Satisfied that his equipment was in order, he started down the corridors.
He dropped to the floor without causing a sound between two holo-bookshelves at the back of the library.
Bernard found himself on the second floor. The library hall was vast and filled to the brim with all kinds of forbidden texts and sacrilegious knowledge. This was his target, the future of the Sith.
With a quick push through the Force, he slid the panel over the access tunnel entrance above him and crouched against one of the massive shelves. He holstered one blaster and reached into his overcoat to pull one of the explosives free. The cylinder fit neatly into his palm, with a flat side that held a magnetic hook.

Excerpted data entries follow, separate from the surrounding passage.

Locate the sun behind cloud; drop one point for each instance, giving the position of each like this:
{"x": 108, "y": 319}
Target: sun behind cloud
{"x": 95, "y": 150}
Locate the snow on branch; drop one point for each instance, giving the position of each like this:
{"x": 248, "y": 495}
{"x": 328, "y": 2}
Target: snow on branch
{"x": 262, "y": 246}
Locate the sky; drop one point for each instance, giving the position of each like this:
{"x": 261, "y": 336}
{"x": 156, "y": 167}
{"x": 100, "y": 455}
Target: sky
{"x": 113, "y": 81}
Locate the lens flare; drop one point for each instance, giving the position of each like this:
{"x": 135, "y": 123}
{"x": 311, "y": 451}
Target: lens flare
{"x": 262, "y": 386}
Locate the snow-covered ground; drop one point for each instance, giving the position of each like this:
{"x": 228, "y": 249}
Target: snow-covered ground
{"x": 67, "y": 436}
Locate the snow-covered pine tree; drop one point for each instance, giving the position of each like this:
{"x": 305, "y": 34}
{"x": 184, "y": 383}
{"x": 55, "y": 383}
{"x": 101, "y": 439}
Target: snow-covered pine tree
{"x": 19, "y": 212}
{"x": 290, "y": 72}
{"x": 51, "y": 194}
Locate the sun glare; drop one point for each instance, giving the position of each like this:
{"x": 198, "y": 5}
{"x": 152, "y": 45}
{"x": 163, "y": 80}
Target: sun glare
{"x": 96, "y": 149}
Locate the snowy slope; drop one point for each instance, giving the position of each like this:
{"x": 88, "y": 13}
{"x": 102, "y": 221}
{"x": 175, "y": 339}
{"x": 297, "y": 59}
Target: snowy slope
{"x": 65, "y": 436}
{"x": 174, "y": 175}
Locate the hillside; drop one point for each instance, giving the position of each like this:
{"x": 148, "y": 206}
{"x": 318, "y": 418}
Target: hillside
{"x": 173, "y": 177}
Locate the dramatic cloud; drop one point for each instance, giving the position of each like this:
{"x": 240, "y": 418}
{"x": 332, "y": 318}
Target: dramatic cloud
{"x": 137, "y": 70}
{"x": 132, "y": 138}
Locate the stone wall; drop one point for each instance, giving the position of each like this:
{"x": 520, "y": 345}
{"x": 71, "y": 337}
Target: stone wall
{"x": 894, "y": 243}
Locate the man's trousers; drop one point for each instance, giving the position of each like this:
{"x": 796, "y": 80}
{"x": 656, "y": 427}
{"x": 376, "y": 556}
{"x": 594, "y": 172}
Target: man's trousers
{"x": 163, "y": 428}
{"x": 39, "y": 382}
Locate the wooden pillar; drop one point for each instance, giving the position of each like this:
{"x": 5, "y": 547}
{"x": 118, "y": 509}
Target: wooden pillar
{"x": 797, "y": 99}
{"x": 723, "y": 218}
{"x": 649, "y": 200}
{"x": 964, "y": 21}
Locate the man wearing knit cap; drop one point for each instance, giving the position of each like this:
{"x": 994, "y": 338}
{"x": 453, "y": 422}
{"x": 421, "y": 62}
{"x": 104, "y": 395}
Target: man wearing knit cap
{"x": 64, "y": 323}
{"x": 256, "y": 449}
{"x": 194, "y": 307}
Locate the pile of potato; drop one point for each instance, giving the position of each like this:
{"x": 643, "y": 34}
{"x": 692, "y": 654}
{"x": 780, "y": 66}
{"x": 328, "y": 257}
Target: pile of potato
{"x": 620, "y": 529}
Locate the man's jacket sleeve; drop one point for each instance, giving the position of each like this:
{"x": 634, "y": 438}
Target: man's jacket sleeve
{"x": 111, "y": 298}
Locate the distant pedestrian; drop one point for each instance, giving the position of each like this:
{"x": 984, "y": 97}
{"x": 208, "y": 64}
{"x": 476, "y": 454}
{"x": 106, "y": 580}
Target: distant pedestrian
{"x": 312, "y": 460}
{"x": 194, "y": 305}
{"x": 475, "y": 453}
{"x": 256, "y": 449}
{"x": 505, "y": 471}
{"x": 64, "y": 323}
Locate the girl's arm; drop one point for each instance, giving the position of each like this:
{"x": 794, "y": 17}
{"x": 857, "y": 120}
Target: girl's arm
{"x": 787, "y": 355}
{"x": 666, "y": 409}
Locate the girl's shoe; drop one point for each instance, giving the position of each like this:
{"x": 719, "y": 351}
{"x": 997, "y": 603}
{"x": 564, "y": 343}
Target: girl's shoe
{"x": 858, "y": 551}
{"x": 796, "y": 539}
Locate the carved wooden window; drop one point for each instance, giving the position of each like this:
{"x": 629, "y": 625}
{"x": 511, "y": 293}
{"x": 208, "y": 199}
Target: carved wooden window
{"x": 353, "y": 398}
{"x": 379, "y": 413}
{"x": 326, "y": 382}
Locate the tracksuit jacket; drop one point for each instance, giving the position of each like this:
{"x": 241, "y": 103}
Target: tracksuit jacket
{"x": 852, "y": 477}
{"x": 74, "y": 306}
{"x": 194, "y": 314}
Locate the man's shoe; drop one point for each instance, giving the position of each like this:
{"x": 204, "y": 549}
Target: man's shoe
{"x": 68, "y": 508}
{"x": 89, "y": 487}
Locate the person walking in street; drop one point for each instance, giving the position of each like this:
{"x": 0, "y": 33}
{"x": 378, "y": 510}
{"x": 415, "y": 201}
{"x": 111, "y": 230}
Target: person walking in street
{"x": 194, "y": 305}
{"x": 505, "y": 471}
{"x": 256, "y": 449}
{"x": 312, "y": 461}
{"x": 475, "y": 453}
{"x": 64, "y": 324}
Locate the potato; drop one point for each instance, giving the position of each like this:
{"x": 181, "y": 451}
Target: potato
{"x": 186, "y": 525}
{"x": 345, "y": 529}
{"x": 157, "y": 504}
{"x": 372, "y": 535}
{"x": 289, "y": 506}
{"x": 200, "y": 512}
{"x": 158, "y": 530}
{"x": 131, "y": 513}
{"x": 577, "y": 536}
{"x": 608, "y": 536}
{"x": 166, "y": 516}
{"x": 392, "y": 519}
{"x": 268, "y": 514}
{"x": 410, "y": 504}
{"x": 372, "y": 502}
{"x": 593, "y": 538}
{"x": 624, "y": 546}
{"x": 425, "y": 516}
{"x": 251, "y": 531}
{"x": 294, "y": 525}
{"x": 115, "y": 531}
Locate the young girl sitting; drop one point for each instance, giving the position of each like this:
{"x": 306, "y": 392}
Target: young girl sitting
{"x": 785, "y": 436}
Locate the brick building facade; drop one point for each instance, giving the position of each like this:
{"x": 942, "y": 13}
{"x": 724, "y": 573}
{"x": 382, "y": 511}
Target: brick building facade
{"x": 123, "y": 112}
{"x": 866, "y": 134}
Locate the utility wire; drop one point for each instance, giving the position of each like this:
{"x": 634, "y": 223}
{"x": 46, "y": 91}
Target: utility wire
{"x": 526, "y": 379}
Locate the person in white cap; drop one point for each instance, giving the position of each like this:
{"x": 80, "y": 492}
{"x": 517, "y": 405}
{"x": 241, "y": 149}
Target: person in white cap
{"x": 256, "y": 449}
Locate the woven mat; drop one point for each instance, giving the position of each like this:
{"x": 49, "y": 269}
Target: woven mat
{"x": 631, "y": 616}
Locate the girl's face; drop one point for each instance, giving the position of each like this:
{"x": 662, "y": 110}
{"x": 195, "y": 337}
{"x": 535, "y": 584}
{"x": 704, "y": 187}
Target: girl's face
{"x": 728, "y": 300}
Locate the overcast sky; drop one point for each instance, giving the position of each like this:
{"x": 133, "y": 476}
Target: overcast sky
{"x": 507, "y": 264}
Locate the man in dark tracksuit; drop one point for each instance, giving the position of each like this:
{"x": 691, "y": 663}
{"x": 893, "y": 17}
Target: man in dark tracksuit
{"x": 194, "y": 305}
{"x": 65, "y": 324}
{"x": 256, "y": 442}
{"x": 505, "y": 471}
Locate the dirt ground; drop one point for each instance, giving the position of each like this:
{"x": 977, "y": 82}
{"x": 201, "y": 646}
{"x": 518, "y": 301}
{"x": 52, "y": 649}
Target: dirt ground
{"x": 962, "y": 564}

He regarded it for several moments. Up until this point he'd never actually held anything akin to it, especially not while deep inside hostile territory.
But he shook away that thought and went to work while the library was still empty.
The charges weren't very complicated to set up. The magnetic hook attached to a wall or shelf and a few taps activated the timer and primed the explosive. The timer ensured that, even in the event of his death or capture, the charges still went off. That inevitability was far from comforting.
Once the last one was in place and doubly checked it was time to proceed to the second part of his mission. For that, he would have to head to the central information storage.
He started backtracking to his point of entry but froze in place a moment later.
The library's doors swooshed open just below him, and the sound of footsteps echoed, along with voices.
"You just wait, when I become a Sith I'll show that traitor
Irveric Tavlar what we can do!" The voice was too high-pitched to belong to one of the warriors or the security forces.
"And that coward
Ryv Karis too!" Another of the group giggled.
Bernard didn't dare to move in the shadows above.